What if the teacher doesn’t know the playing by ear songs? The playing by ear songs are scripted out in the teacher edition.

Where did this idea of movement (stepping, clapping, shaping) come from?  Does it work?  The processes of using physical movement to learn music have been around for more than 60 years, particularly in the work of Dalcroze (1865-1950), Orff (1895-1982), and Kodály (1882-1967).  Music teachers in many countries employ these techniques to teach their students the “deep structures” of music.

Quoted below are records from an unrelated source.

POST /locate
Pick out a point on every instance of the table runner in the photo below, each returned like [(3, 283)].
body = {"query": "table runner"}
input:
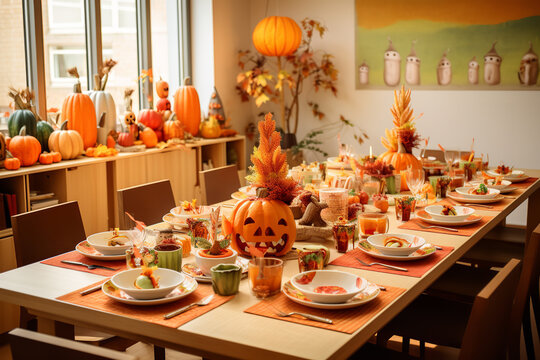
[(120, 265), (496, 206), (468, 230), (416, 268), (347, 320), (154, 314)]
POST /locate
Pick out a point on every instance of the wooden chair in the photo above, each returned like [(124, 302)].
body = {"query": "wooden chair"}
[(47, 232), (27, 344), (147, 203), (480, 330), (218, 184)]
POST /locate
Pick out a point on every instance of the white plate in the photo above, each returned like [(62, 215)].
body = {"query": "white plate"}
[(421, 253), (464, 191), (458, 197), (84, 248), (422, 215), (184, 289), (435, 211), (370, 293)]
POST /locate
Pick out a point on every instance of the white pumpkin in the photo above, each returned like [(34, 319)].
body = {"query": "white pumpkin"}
[(104, 103)]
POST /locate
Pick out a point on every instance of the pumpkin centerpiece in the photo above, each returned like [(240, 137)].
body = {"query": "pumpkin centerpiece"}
[(24, 114), (400, 141), (78, 109), (187, 107), (103, 101), (265, 221)]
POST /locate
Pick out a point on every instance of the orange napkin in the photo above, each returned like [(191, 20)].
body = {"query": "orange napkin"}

Why start with such simple music?  The organizing concept in Introducing the Recorder and Music Theory is scalar organization.  Beginning with three-note scales (DO, RE, and MI), progressing through pentatonic scales (DO, RE, MI, SO, LA and DO, me, FA, SO, te), and finally to five- and eight-note diatonic scales, I found that folk songs serendipitously also tended to increase in complexity of rhythms, meters, and the other musical concepts.  A “spiral” approach to learning, after Jerome Bruner, begins with an intellectually honest approach to the subject in which all of the fundamental elements of the subject are present from the very beginning.  The materials must be organized properly so that students can explore the entire world of music in even the simplest of pieces.  Organizing the book around increasingly complex scales made a spiral approach possible.

Can students really learn the entire major scale after playing with only five-notes of it?  Yes.  They have found the transition to an eight-note scale a simple matter.